☼☼☼☼☼☼☼☼☼☼ out of 10☼
A gloriously beautiful shot of the Waxing Gibbous Moon high in the dusky sky of mellow violets and soothing oranges marks the silent introduction to the latest offering by the EFS 'memory weaver' Atoosa Pour Hosseini. The memories that she weaves into a soft dream-tapestry could be interpreted as the reflections of the auteur's inner workings ('turmoil' may be too strong of a word) transformed into 'intensely lyrical explorations of displacement' through the medium of film, as noted in the official synopsis. They are carried - metaphorically speaking - on the wings of an ostensibly fragile hybrid creature (the Simurgh's long-forgotten daughter, perhaps?) who appears as a young woman wearing a golden, bird of prey mask.
This 'primeval female figure' (embodied by Katie O'Neill in a magnetic and uninhibited performance) finds herself secluded on a sunbathed island (the uninhabited Blaskets of the west Irish cost, according to Aidan Dunne's article) surrounded by the wistful blue of the sea - the central leitmotif. Simultaneously lost and deeply invested in the unfamiliar (not to mention breathtaking!) surroundings, she sets on an introspective quest that will end in a rapturous, ritualesque dance of self-discovery, at the remnants of a fortress or rather, a sacrificial ground. Through a series of elegant movements, Ms O'Neill enchants the viewer, retaining the aura of mystery which surrounds her character who, at one point, embraces her feral nature (code: a goat carcass).

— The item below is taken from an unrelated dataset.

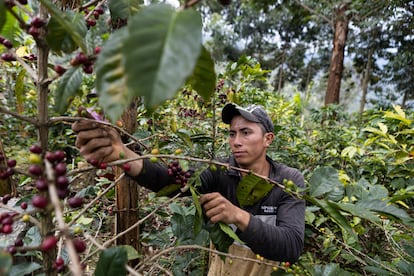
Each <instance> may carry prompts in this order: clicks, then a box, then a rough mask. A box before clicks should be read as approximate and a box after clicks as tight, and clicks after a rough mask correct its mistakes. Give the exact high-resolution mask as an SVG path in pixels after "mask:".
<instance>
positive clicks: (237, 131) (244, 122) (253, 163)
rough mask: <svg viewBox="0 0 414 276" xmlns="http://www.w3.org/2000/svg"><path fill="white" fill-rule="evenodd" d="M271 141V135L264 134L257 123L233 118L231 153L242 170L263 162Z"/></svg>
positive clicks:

As day turns to night, her timidity is replaced by determination, as the piercing gaze in the final shot suggests.
From both technical and aesthetical point of view, Kinetics is nothing short of brilliant. Drenched in Karen Power's brooding score, Pour Hosseini's grainy, 16mm cinematography perfectly captures the mood of a lost time and space, turning her film into a cinematic equivalent of a deconstructed myth informed by personal experience. Engagingly edited, the delicate visuals speak eloquently and directly to one's soul. Eleven minutes of pure delight.